6. For the Appellant Ms Poynor said that the Judge had applied the correct test. The issue of ties and their nature was very clearly in the Judge's mind. He found the Appellant's evidence credible and he found that she had no ties to Jamaica. The authority put forward in the grounds of appeal, Balogun v UK 60286/09 [2012] ECHR was a deportation case concerning a person who had spent just 4 years in the United Kingdom and involved very different circumstances to those pertaining here. In Balogun the Court had not found the Appellant to be credible. Dealing with section 117B any error of law was not material. If the Judge had considered section 117B it would have made no difference to the decision. The Appellant speaks English, she is financially independent, her relationship with her partner was established when she was lawfully present in the United Kingdom and her immigration status was not precarious when her private life was established.

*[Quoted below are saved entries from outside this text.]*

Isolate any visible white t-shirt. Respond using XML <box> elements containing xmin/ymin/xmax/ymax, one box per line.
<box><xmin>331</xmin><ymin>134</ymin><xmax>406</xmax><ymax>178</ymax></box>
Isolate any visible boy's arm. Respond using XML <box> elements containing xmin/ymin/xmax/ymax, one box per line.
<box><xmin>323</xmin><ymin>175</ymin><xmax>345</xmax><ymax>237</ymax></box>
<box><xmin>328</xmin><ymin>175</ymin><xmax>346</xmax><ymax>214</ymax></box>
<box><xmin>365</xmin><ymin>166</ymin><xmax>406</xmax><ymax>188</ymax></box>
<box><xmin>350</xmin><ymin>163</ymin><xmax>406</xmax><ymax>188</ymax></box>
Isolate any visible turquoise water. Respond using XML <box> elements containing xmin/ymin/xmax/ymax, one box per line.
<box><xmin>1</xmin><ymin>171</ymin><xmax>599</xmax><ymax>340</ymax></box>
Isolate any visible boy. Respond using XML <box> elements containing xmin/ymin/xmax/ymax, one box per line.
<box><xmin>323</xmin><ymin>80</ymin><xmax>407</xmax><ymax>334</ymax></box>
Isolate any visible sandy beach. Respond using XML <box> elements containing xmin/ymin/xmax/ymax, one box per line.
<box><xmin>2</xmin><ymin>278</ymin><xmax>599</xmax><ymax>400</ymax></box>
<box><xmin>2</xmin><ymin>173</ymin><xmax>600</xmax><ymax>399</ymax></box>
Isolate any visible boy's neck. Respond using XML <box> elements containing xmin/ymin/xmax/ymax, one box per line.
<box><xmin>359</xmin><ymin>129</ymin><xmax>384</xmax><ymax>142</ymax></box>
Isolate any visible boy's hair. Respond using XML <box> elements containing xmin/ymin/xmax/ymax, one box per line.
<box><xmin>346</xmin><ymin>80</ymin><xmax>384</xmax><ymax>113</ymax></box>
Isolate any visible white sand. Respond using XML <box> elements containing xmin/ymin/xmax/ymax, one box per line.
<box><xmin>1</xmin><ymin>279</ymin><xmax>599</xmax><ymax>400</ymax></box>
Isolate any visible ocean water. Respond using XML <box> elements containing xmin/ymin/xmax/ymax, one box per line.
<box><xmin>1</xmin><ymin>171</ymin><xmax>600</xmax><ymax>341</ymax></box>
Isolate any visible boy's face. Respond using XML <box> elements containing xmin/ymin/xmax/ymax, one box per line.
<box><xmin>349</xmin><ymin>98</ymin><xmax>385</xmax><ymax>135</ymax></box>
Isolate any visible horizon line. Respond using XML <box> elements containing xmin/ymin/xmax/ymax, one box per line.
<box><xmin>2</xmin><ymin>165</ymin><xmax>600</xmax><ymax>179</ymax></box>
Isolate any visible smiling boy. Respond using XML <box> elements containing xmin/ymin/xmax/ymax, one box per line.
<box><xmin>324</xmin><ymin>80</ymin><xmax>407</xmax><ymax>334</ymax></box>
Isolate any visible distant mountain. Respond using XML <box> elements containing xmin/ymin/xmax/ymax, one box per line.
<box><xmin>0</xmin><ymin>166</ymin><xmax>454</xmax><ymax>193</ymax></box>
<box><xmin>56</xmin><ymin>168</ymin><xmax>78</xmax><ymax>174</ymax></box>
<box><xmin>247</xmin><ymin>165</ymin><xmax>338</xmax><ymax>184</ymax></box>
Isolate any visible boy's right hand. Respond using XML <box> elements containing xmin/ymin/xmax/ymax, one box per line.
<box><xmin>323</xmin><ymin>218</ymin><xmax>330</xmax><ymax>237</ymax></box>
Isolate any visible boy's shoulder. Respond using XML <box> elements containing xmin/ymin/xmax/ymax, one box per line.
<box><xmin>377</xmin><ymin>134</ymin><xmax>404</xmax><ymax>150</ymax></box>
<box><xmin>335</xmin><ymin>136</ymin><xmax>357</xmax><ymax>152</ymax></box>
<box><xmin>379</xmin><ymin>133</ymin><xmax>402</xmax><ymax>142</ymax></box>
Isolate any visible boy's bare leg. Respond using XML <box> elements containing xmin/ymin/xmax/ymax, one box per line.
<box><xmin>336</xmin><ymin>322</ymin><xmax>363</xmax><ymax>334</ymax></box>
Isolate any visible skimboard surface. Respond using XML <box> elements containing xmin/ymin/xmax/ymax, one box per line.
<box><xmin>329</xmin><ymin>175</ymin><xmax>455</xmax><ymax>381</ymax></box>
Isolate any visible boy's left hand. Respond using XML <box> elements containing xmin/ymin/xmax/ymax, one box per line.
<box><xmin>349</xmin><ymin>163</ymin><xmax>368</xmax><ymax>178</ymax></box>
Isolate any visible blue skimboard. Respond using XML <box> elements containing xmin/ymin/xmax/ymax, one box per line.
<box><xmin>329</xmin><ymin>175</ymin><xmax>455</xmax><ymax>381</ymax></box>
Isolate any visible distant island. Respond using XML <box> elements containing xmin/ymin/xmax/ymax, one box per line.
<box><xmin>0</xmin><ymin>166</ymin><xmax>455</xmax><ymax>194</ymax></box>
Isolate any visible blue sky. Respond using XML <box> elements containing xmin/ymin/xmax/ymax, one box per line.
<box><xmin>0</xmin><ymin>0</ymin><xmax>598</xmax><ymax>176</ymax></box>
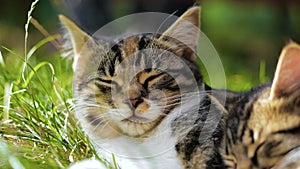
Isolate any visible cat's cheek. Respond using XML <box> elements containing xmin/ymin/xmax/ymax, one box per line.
<box><xmin>82</xmin><ymin>120</ymin><xmax>119</xmax><ymax>139</ymax></box>
<box><xmin>107</xmin><ymin>109</ymin><xmax>128</xmax><ymax>121</ymax></box>
<box><xmin>142</xmin><ymin>106</ymin><xmax>162</xmax><ymax>121</ymax></box>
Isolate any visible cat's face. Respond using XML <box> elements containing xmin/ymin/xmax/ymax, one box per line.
<box><xmin>223</xmin><ymin>43</ymin><xmax>300</xmax><ymax>169</ymax></box>
<box><xmin>60</xmin><ymin>7</ymin><xmax>202</xmax><ymax>138</ymax></box>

7. I reserved my decision but indicated that I did not require Ms Poynor to address me on remaking the decision were I to find an error of law.


Error of law

8. In my judgement the First-tier Tribunal made no material error of law. The primary issue before the First-tier Tribunal was whether the Appellant had ties to Jamaica within the meaning of paragraph 276ADE. This is clear from the decision of Upper Tribunal Judge King remitting the matter back for hearing to the First-tier Tribunal (paragraphs 21 and 22). First-tier Tribunal Judge Traynor notes this at paragraph 7 of his determination.

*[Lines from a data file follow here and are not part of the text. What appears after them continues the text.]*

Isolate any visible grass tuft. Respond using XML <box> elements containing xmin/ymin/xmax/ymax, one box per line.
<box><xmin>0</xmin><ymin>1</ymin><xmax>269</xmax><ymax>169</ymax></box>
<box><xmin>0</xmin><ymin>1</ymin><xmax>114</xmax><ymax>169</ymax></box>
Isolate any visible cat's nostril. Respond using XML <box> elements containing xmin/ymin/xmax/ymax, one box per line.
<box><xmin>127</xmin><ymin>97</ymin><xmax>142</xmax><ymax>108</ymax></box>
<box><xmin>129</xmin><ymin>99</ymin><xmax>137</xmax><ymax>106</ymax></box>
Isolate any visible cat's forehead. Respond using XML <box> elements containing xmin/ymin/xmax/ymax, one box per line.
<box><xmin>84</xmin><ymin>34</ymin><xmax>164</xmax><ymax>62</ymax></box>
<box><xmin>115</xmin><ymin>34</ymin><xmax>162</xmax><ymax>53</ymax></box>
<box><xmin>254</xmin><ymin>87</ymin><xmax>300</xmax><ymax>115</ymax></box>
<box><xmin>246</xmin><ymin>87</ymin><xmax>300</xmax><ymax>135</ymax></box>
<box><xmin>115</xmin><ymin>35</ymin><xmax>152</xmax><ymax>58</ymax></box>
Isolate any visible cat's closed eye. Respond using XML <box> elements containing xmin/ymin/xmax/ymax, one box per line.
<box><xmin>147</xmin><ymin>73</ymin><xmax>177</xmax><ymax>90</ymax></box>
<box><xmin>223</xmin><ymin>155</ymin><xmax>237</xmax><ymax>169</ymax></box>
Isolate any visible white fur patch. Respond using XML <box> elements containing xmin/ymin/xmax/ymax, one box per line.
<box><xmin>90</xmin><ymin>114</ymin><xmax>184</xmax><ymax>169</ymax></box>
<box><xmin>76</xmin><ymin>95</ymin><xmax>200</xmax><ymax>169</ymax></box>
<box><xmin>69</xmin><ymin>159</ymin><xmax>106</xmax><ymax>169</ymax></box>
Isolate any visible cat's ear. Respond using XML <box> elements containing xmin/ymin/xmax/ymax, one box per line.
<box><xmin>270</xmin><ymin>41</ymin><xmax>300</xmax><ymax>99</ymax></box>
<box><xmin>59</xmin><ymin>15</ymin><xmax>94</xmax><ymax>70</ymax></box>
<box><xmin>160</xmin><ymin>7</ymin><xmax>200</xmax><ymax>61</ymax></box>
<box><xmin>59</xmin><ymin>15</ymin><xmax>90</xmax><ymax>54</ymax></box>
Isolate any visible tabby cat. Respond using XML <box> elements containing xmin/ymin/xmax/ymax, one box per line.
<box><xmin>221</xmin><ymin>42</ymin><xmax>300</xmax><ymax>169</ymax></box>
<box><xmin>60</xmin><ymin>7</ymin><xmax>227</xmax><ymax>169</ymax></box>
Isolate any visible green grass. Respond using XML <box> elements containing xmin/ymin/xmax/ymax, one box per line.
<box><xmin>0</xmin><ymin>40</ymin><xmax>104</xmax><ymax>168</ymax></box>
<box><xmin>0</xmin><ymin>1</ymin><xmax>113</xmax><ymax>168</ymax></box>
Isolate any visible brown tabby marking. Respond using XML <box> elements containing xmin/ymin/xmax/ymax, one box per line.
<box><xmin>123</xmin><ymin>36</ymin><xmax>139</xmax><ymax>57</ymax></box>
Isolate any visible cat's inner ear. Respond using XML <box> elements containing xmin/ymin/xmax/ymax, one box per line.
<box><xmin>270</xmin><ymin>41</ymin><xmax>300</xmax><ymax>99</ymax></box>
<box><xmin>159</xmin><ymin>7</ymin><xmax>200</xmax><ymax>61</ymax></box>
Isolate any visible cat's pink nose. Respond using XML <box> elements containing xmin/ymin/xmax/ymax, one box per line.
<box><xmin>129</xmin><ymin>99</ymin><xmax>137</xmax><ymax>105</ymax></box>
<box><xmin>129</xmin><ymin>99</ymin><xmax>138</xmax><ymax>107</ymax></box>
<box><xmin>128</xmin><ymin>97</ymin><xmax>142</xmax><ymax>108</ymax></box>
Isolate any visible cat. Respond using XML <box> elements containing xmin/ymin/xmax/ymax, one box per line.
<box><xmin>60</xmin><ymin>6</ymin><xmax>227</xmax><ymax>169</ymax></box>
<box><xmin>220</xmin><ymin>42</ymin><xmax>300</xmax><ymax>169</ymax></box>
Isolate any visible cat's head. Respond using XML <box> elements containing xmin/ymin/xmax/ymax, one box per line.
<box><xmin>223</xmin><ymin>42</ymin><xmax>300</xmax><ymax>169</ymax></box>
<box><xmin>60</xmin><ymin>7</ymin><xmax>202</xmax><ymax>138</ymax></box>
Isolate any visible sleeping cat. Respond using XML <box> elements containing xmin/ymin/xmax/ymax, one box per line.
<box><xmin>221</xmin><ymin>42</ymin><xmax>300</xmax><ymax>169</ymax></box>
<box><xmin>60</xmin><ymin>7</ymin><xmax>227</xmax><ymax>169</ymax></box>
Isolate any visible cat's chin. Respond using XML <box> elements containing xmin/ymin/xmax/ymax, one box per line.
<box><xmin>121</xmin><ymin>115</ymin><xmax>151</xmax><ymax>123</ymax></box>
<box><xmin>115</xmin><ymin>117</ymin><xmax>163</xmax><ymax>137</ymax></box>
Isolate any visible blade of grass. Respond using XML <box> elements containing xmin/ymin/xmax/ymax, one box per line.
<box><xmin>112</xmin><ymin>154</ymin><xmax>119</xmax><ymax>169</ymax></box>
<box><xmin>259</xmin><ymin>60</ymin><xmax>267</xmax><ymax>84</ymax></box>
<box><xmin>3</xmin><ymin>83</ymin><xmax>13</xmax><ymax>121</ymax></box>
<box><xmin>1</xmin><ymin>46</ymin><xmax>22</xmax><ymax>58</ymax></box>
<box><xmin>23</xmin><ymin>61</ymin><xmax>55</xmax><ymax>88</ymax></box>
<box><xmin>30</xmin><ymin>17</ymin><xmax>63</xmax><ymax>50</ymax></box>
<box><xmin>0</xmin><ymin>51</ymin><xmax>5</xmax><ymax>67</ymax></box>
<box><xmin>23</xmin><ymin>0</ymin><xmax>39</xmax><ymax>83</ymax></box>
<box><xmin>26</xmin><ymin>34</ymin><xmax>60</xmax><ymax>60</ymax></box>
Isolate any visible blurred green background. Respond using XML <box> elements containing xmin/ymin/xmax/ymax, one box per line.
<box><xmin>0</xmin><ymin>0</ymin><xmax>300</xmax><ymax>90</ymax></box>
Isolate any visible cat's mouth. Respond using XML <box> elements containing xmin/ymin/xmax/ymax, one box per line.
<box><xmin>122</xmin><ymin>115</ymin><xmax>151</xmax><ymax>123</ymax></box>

9. The First-tier Tribunal determination shows that Judge Traynor very carefully heard evidence directed to the issue of ties (paragraphs 19-40). In making his findings Judge Traynor very clearly had the issue of ties in mind and in this respect refers to Ogundimu no less than four times. The findings cover paragraphs 41 to 53 and it is abundantly clear from reading these paragraphs that the Judge went to great lengths to consider the Appellant's evidence and circumstances against the Ogundimu criteria. The authority put forward by Mr Tufan simply repeats these criteria. The Judge makes clear and reasoned findings. He finds the Appellant's evidence to be credible. He finds significantly that "there is no likelihood of the Appellant's mother welcoming her back".

10. There is nothing irrational in these findings. The substance of the Respondent's grounds of appeal to the Upper Tribunal is no more than a disagreement with these finding. In my judgment these are finding of fact that were properly open to the Judge and which are based on clear and detailed reasoning. There is no error of law.


11. Turning to section 117B there is no doubt that the Judge, hearing the case on 31 July 2014, should have taken this into account if he was considering whether the Respondent's decision made under the Immigration Acts breached the Appellant's right to respect for private and family life under Article 8 ECHR (section 117A(1)). In the first place having allowed the appeal under the terms of the Immigration Rules the Judge did not go on to consider Article 8 separately (see paragraph 54). Further and in any event, and as correctly submitted by Ms Poynor, all public interest questions specified in section 117B would have worked in the Appellant's favour so even if section 117B had been considered it could not have made a material difference to the Judge's decision.

12. There is no error of law material to the decision to allow the appeal and the Respondent's appeal is therefore dismissed.


Summary

13. The decision of the First-tier Tribunal did not involve the making of a material error of law.